New Law Offers Millions Access to Clinical Trials
- Until now, state Medicaid was not required to cover the routine care costs that went along with clinical trials.
- As part of the FY 2021 Federal budget and the COVID-19 stimulus package, state Medicaid must cover routine care costs of clinical trials.
- The new law could help address longstanding inequalities in health care access.
Clinical trials are sometimes the best (and many times the only) treatment option for people with advanced cancers. But, for some 42 million people, clinical trials have been out of reach. That changed late last month when federal lawmakers passed the Clinical Treatment Act as a part of the 2021 federal budget and the COVID-19 stimulus package.

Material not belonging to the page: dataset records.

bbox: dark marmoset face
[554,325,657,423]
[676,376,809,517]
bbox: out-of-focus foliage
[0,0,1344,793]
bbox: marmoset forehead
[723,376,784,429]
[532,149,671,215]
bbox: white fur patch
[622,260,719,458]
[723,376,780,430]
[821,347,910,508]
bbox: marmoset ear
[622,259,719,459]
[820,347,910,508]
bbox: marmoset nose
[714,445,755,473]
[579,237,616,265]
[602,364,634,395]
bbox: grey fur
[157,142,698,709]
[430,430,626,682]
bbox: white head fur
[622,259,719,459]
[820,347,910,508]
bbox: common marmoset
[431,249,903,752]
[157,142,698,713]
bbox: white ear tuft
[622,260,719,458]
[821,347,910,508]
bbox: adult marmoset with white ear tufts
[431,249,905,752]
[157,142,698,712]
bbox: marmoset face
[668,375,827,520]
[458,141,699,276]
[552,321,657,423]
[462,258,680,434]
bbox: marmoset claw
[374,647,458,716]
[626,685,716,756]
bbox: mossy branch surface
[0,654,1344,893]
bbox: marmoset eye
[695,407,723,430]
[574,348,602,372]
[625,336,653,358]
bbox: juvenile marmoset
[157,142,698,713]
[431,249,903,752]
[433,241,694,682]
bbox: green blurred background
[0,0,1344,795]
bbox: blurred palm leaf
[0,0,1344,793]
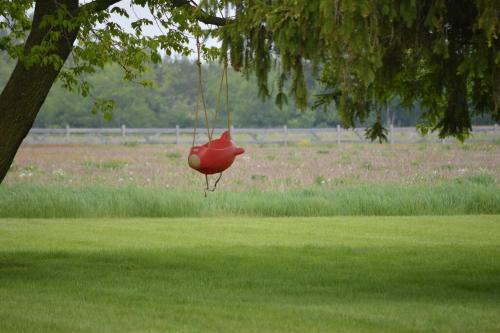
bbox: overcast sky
[80,0,217,57]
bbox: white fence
[25,125,500,145]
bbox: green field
[0,176,500,218]
[0,215,500,332]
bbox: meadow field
[0,142,500,332]
[5,141,500,192]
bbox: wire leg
[205,172,222,198]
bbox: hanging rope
[210,60,231,137]
[192,40,231,197]
[193,36,212,146]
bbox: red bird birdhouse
[188,131,245,175]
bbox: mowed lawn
[0,216,500,332]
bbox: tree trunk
[0,0,78,183]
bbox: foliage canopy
[0,0,500,139]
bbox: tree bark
[0,0,78,183]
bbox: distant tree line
[0,56,493,128]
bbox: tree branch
[79,0,230,26]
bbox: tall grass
[0,179,500,218]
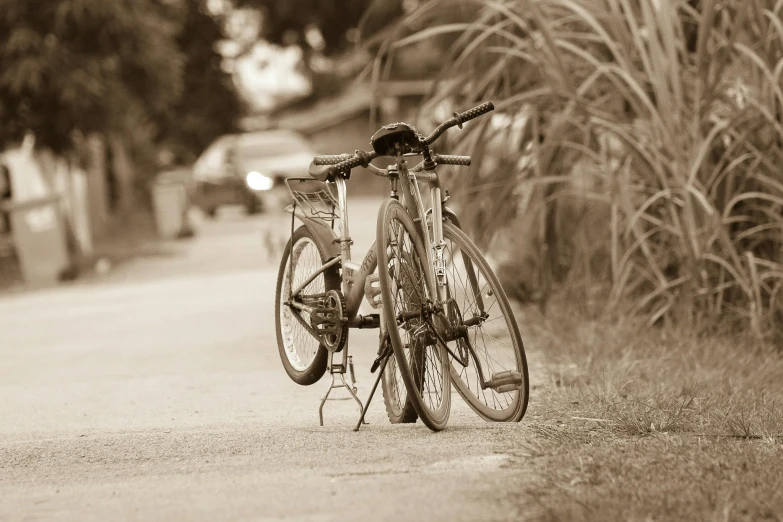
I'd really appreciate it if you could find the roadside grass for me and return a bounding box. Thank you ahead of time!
[512,294,783,520]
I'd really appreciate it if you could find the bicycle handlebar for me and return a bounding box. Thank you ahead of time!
[313,101,495,178]
[432,154,470,167]
[424,101,495,145]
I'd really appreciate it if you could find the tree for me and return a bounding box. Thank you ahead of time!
[162,0,242,159]
[233,0,402,55]
[0,0,182,151]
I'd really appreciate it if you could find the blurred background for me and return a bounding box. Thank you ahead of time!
[0,0,783,336]
[0,0,783,522]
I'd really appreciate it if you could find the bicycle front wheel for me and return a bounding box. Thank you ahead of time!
[377,199,451,431]
[443,222,529,422]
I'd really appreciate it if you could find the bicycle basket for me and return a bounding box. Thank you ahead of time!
[285,178,339,224]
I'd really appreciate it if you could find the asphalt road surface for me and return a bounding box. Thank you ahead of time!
[0,201,536,521]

“The passage of the Clinical Treatment Act is a major victory for millions of patients with Medicaid coverage,” Monica M. Bertagnolli, MD, tells SurvivorNet.
Dr. Stephanie Gaillard explains how a clinical trial could improve your prognosis.
The bill requires, for the first time, that state Medicaid cover the routine costs of clinical trial participation for its beneficiaries. Until now, Medicaid was the only major payer that did not cover these costs and, as a result, only 12 state Medicaid programs did so voluntarily. The other 38 states, home to more than 42 million Medicaid beneficiaries, did not cover these expenses.
Related: Minorities are Missing Out on Life-Saving Cancer Care & Clinical Trials: 4 Changes Needed to Help Fix This Problem
“The passage of the Clinical Treatment Act is a major victory for millions of patients with Medicaid coverage,” Monica M. Bertagnolli, MD, tells SurvivorNet. “By expanding access to clinical trials for Medicaid beneficiaries, patients with life-threatening conditions will have access to the latest technological and scientific advances that often provide the best – and sometimes only – option to treat their disease.” Bertagnolli is Board Chair of the Association for Clinical Oncology, an affiliate of the American Society of Clinical Oncology.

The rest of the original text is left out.